The job market is difficult to cool down, creating stubborn core inflation.

US inflation hits a two-year low, signaling the end of the inflation cycle, but persistent core inflation remains a concern.

On July 9th, Nick Timiraos, a journalist known as the "New Fed Wire" of The Wall Street Journal, pointed out that as efforts to lower inflation have reached the "last mile," progress may stall because only an economic recession can truly slow down core inflation.

Earlier, data from the US Bureau of Labor Statistics showed that US CPI rose 4% year-on-year in May, marking the 11th consecutive decline and the smallest year-on-year increase since March 2021. At the same time, core CPI rose 5.3% year-on-year, lower than the previous value of 5.5%, and the lowest since November 2021, but still higher than the expected 5.2%.

Timiraos believes that the decline in inflation for housing and used cars will help improve inflation, but if the economy continues to grow, it will be difficult to further reduce the inflation rate from its current level to the Fed's target of 2%. This may force the Fed to maintain a tight monetary policy before the labor market weakens:

Compared with reducing the inflation rate from 9% to 3% to 4%, it may be more challenging to reach the last mile of 2% if economic activity remains stable.

UBS expects the core personal consumption expenditure inflation rate to drop to 3.3% this year and 1.6% next year, but the premise is that the economy will enter a recession later this year.
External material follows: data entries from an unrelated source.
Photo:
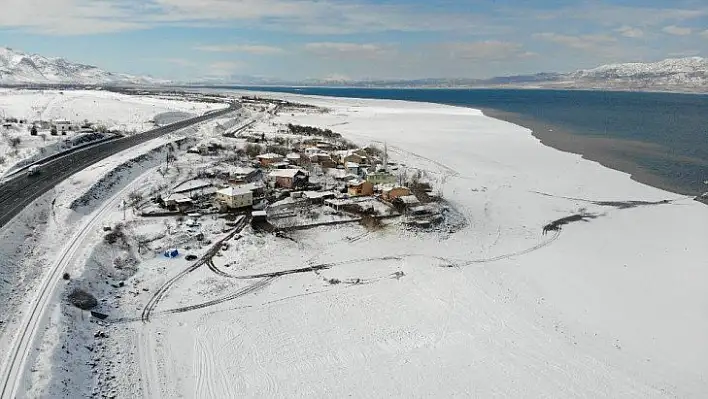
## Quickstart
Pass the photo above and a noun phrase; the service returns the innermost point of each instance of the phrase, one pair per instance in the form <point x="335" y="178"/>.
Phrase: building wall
<point x="284" y="182"/>
<point x="397" y="192"/>
<point x="365" y="188"/>
<point x="380" y="178"/>
<point x="236" y="201"/>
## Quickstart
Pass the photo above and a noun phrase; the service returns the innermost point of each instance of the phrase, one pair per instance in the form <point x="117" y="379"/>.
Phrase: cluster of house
<point x="62" y="126"/>
<point x="355" y="173"/>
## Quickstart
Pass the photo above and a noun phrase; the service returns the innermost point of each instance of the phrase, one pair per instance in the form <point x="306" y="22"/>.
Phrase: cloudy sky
<point x="354" y="39"/>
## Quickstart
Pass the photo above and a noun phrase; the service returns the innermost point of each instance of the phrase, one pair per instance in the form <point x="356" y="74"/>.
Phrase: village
<point x="290" y="177"/>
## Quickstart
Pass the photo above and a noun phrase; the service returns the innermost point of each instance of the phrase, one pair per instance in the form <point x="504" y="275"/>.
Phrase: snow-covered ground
<point x="114" y="111"/>
<point x="610" y="306"/>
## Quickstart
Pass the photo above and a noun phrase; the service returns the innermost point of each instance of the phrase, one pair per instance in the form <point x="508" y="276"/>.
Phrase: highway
<point x="22" y="189"/>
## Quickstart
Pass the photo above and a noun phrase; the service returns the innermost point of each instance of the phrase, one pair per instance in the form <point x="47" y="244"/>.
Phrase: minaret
<point x="385" y="157"/>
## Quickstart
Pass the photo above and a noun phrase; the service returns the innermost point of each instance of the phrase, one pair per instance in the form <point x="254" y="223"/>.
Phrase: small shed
<point x="360" y="187"/>
<point x="174" y="200"/>
<point x="259" y="216"/>
<point x="289" y="178"/>
<point x="269" y="159"/>
<point x="293" y="158"/>
<point x="390" y="193"/>
<point x="352" y="167"/>
<point x="235" y="197"/>
<point x="318" y="197"/>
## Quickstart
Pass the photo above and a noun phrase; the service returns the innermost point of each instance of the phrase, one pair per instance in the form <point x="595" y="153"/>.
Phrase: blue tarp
<point x="171" y="253"/>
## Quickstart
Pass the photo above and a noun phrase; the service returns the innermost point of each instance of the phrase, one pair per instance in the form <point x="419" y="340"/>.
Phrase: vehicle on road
<point x="34" y="170"/>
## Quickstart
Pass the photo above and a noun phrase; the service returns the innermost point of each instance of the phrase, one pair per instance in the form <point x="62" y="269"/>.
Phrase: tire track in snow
<point x="243" y="291"/>
<point x="162" y="291"/>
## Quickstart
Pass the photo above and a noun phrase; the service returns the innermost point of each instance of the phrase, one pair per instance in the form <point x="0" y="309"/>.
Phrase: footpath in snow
<point x="607" y="301"/>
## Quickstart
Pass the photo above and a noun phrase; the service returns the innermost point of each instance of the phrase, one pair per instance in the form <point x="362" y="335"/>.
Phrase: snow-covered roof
<point x="241" y="170"/>
<point x="250" y="186"/>
<point x="389" y="187"/>
<point x="269" y="155"/>
<point x="317" y="194"/>
<point x="357" y="182"/>
<point x="176" y="197"/>
<point x="409" y="199"/>
<point x="285" y="173"/>
<point x="234" y="191"/>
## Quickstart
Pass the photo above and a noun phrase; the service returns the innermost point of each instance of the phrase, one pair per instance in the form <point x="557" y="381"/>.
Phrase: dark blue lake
<point x="661" y="138"/>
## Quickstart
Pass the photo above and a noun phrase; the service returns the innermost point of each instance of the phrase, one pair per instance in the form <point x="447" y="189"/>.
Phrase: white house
<point x="235" y="197"/>
<point x="352" y="167"/>
<point x="62" y="125"/>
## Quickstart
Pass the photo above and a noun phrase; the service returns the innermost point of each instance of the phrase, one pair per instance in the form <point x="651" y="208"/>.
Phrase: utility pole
<point x="385" y="157"/>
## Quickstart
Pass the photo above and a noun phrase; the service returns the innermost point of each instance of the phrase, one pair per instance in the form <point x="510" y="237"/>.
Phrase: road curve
<point x="22" y="189"/>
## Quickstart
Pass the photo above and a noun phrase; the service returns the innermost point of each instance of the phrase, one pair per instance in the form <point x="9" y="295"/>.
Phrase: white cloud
<point x="628" y="31"/>
<point x="224" y="68"/>
<point x="302" y="16"/>
<point x="583" y="42"/>
<point x="241" y="48"/>
<point x="357" y="50"/>
<point x="491" y="50"/>
<point x="676" y="30"/>
<point x="610" y="14"/>
<point x="70" y="17"/>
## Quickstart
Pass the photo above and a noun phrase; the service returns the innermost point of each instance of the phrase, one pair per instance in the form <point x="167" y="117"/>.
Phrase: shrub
<point x="252" y="150"/>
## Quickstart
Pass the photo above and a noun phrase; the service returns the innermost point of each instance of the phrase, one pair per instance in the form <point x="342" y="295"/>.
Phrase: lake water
<point x="660" y="138"/>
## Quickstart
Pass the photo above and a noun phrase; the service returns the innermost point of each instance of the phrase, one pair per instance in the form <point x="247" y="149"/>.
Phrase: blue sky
<point x="354" y="39"/>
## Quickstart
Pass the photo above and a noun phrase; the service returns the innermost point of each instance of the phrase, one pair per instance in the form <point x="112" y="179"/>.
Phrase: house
<point x="310" y="151"/>
<point x="259" y="216"/>
<point x="356" y="158"/>
<point x="360" y="187"/>
<point x="390" y="193"/>
<point x="324" y="146"/>
<point x="293" y="158"/>
<point x="269" y="159"/>
<point x="235" y="197"/>
<point x="62" y="125"/>
<point x="244" y="174"/>
<point x="381" y="178"/>
<point x="289" y="178"/>
<point x="407" y="201"/>
<point x="318" y="197"/>
<point x="352" y="167"/>
<point x="175" y="200"/>
<point x="323" y="159"/>
<point x="257" y="188"/>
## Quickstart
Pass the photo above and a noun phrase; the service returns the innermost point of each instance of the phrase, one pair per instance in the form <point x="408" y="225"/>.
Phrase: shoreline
<point x="601" y="150"/>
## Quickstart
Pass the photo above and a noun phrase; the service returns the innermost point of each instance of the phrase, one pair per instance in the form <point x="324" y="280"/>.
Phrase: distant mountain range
<point x="680" y="74"/>
<point x="18" y="68"/>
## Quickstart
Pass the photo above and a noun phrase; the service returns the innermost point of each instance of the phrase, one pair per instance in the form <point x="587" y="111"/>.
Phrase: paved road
<point x="22" y="189"/>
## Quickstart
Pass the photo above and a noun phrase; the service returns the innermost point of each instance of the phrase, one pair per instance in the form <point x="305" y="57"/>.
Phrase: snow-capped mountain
<point x="21" y="68"/>
<point x="675" y="72"/>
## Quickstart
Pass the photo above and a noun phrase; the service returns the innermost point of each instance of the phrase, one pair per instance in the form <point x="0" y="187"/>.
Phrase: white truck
<point x="34" y="169"/>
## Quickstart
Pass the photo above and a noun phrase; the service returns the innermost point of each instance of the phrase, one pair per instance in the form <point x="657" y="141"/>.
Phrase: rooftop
<point x="233" y="191"/>
<point x="285" y="173"/>
<point x="269" y="155"/>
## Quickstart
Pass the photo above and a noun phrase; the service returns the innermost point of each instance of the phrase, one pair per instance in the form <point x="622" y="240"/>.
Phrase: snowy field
<point x="114" y="111"/>
<point x="610" y="307"/>
<point x="613" y="305"/>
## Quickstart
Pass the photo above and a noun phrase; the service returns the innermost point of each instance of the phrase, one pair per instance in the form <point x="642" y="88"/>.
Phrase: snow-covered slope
<point x="21" y="68"/>
<point x="689" y="72"/>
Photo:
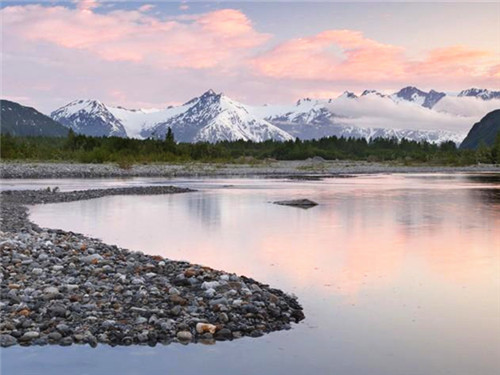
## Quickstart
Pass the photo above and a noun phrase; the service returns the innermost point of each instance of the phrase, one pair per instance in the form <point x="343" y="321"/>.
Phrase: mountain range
<point x="19" y="120"/>
<point x="483" y="132"/>
<point x="410" y="113"/>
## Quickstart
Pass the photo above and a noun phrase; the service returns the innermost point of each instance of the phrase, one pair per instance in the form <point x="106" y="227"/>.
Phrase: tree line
<point x="127" y="151"/>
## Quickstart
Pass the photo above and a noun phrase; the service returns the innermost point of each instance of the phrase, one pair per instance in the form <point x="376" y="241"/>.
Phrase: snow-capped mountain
<point x="415" y="95"/>
<point x="409" y="113"/>
<point x="215" y="117"/>
<point x="89" y="117"/>
<point x="480" y="93"/>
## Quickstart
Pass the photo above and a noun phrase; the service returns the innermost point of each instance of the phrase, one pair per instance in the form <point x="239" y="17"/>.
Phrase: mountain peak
<point x="90" y="117"/>
<point x="484" y="94"/>
<point x="209" y="93"/>
<point x="372" y="92"/>
<point x="349" y="95"/>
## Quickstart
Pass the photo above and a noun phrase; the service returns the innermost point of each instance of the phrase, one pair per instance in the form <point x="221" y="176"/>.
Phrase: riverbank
<point x="265" y="169"/>
<point x="62" y="288"/>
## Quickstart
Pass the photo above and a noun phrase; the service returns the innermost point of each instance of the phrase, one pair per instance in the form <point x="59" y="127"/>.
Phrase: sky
<point x="159" y="53"/>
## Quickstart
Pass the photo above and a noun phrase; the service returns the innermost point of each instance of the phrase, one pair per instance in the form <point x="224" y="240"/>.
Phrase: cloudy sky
<point x="156" y="53"/>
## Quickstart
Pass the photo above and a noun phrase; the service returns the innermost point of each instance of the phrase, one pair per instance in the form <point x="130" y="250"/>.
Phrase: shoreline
<point x="64" y="288"/>
<point x="21" y="170"/>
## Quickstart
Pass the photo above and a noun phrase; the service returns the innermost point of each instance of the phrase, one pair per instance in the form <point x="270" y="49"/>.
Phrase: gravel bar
<point x="311" y="166"/>
<point x="63" y="288"/>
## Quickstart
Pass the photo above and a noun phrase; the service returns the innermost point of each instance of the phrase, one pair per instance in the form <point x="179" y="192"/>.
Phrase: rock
<point x="210" y="284"/>
<point x="93" y="258"/>
<point x="184" y="336"/>
<point x="7" y="340"/>
<point x="66" y="341"/>
<point x="51" y="290"/>
<point x="30" y="335"/>
<point x="223" y="317"/>
<point x="54" y="336"/>
<point x="205" y="327"/>
<point x="178" y="299"/>
<point x="223" y="334"/>
<point x="63" y="329"/>
<point x="301" y="203"/>
<point x="61" y="287"/>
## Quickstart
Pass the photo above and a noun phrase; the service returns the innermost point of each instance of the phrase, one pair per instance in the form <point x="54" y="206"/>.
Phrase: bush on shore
<point x="126" y="151"/>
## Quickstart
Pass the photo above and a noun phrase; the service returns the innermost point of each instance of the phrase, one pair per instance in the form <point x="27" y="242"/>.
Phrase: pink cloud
<point x="346" y="55"/>
<point x="203" y="41"/>
<point x="332" y="55"/>
<point x="146" y="7"/>
<point x="86" y="4"/>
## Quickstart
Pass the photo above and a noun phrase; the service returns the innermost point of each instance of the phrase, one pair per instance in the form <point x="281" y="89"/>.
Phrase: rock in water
<point x="302" y="203"/>
<point x="205" y="327"/>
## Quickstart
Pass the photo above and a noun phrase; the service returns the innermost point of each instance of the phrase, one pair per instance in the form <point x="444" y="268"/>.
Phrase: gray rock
<point x="7" y="340"/>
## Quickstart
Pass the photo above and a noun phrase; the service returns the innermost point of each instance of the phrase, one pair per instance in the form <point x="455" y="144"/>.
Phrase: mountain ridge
<point x="213" y="117"/>
<point x="19" y="120"/>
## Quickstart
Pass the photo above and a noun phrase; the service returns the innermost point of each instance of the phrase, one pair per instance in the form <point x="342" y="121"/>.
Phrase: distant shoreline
<point x="311" y="167"/>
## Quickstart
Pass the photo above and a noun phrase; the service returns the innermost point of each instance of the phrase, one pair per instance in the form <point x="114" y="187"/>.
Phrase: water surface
<point x="398" y="274"/>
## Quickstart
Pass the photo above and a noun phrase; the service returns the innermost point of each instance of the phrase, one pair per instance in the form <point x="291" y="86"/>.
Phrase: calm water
<point x="397" y="274"/>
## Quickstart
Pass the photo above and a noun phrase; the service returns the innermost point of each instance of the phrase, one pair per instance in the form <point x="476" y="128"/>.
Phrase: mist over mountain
<point x="409" y="113"/>
<point x="483" y="132"/>
<point x="19" y="120"/>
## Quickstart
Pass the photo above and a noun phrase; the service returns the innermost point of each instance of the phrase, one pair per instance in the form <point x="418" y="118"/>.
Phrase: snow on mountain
<point x="215" y="117"/>
<point x="140" y="121"/>
<point x="480" y="93"/>
<point x="415" y="95"/>
<point x="409" y="113"/>
<point x="89" y="117"/>
<point x="373" y="92"/>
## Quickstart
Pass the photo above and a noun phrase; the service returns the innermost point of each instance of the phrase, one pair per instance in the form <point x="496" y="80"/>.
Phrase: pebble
<point x="184" y="336"/>
<point x="63" y="288"/>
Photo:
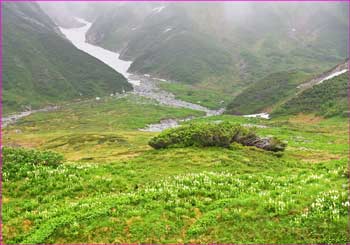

So far, there are no signs of that.

Timiraos pointed out that over the past two years, many forecasters believed that core inflation would decline as the reversal of rising prices for special commodities, but they later found that other inflation emerged:

It's like playing whack-a-mole.

One of the main reasons for persistent core inflation is wage inflation, which is the upward pressure on wages caused by the still tight labor market:

In May, there were 1.6 job openings for every unemployed person, lower than the peak of 2 last year but higher than the pre-pandemic level of 1.2, indicating that the imbalance between labor supply and demand continues.

Average hourly wages in June increased by 0.4% compared to May, with an annualized growth rate of 4.7% over the past three months, higher than the level that Fed officials believe is consistent with a 2% inflation rate.

Timiraos said that the hot job market poses challenges to reducing inflation:

If the economy does not slow down, wage growth may remain high, supporting stronger demand for goods and services, thereby boosting demand for labor.

If consumers feel secure in their jobs, they will continue to consume, making it more difficult to lower inflation.